With all our energy production, America has still achieved the largest absolute decrease in carbon dioxide emissions of any country since 2000, according to the International Energy Agency. Last year, we had the largest absolute reduction, 140 megatons, while China accounted for most of Asia’s 320 megaton emissions increase. The U.S. is more than two-thirds of the way to its emissions reductions goals under the Paris Climate Accord 2025 targets.
That proves robust energy and environmental leadership go together. We should embrace this with annual lease sales that can provide another benefit: ready economic activity to spur COVID recovery. In 2019, the offshore energy industry supported 289,000 jobs in Alabama, Mississippi, Texas and Louisiana, plus an additional 54,000 in the supply chain in other states. We need not only those wages, but the tax revenue, investment and other jobs they create.
Governments – local, state and even federal – all face lower revenues, and in many cases, budget shortfalls that will have harsh ramifications for schools, emergency services, and other government operations that serve ordinary families.
A thriving offshore energy industry can generate even more money for Alabama, Texas, Louisiana and Mississippi through the Gulf of Mexico Energy Security Act, which in fiscal year 2019 led to the federal government disbursing over $353 million to those states for coastal projects, including hurricane protection, wetlands conservation, and coastal restoration.
Under current law, those states receive 37.5% of oil and gas revenues produced off their respective coasts, capped at $375 million for all four.

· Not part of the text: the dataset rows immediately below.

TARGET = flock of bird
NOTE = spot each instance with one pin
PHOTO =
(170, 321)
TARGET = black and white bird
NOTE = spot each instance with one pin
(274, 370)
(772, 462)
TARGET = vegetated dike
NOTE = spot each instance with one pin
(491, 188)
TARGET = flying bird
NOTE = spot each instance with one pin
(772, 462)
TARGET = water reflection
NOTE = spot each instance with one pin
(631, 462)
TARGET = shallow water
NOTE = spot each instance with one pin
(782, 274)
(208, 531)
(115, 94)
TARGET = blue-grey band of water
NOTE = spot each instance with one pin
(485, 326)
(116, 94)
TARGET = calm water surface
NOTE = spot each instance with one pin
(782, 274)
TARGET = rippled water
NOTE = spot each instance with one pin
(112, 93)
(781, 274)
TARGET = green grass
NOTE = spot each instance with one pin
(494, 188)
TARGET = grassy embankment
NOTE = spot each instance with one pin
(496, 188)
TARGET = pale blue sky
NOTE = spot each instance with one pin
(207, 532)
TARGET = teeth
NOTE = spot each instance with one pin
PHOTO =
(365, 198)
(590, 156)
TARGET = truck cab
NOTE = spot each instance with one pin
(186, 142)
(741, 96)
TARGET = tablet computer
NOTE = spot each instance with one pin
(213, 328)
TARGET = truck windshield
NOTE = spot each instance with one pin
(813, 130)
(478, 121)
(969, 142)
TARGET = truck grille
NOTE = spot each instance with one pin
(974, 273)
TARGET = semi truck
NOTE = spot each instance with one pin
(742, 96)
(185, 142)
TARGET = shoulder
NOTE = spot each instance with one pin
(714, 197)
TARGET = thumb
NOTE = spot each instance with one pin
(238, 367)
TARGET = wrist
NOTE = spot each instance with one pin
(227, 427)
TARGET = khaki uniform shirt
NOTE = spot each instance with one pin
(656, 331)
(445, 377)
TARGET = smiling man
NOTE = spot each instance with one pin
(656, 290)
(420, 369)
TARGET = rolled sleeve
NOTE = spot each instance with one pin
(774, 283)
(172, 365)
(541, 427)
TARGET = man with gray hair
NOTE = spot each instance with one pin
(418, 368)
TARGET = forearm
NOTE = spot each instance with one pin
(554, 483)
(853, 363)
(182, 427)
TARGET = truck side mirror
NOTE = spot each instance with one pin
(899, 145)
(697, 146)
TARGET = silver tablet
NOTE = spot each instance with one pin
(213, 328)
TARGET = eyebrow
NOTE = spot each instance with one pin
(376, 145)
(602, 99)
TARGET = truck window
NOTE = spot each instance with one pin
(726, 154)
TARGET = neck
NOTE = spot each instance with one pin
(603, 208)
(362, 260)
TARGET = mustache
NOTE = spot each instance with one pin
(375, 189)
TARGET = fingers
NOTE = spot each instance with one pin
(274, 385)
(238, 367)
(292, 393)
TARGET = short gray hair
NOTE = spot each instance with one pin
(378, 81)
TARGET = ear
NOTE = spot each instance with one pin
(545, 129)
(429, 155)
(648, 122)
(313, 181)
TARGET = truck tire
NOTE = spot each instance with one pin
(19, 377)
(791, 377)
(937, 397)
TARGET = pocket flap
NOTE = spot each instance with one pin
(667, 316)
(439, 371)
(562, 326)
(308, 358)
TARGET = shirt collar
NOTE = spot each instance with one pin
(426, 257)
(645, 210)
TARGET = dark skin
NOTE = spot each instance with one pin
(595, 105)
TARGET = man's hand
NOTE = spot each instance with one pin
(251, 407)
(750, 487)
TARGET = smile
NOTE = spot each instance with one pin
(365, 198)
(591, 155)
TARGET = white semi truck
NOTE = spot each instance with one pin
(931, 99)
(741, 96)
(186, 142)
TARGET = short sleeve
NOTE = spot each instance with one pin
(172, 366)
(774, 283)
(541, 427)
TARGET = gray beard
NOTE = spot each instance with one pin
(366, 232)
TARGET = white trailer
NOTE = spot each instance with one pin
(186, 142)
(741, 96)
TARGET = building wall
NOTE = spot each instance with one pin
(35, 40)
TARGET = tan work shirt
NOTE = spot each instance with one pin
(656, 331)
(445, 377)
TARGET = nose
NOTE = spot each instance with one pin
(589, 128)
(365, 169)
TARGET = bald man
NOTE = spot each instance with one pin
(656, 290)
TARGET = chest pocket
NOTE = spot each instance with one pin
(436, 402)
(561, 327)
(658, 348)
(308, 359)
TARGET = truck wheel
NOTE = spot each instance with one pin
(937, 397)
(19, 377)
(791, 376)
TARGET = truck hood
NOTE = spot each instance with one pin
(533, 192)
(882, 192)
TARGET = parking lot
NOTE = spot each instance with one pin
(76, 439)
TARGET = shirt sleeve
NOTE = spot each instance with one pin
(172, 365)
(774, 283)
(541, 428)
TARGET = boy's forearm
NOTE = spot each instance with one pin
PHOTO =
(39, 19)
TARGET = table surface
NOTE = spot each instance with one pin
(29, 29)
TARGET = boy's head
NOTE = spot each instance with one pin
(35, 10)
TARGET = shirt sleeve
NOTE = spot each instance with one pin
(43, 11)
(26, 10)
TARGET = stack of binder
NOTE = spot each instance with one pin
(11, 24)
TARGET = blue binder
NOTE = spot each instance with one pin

Efforts are underway to increase the Gulf States’ share, which would help them advance important environmental projects and spur economic growth by funding them. The Gulf’s contribution does not stop at the Gulf States, however.
Offshore oil and gas production, almost all of which is in the Gulf, contributed more than $1 billion to the Land and Water Conservation Fund for environmental protection efforts across the country, and Congress recently passed legislation that gives an additional $1.9 billion of federal offshore oil and gas revenue to national parks, forests, wildlife refuges, recreation areas and Tribal schools. It would also permanently fund the LWCF with $900 million a year.
We cannot lose these important environmental gains. We must protect our energy security, increase our investment in the environment and boost our post-COVID economic recovery by encouraging our Congressional leaders to pass legislation that directs the Department of the Interior to protect current and future energy development and enhance revenue sharing for the Gulf States.
David Holt is president of the Consumer Energy Alliance (CEA).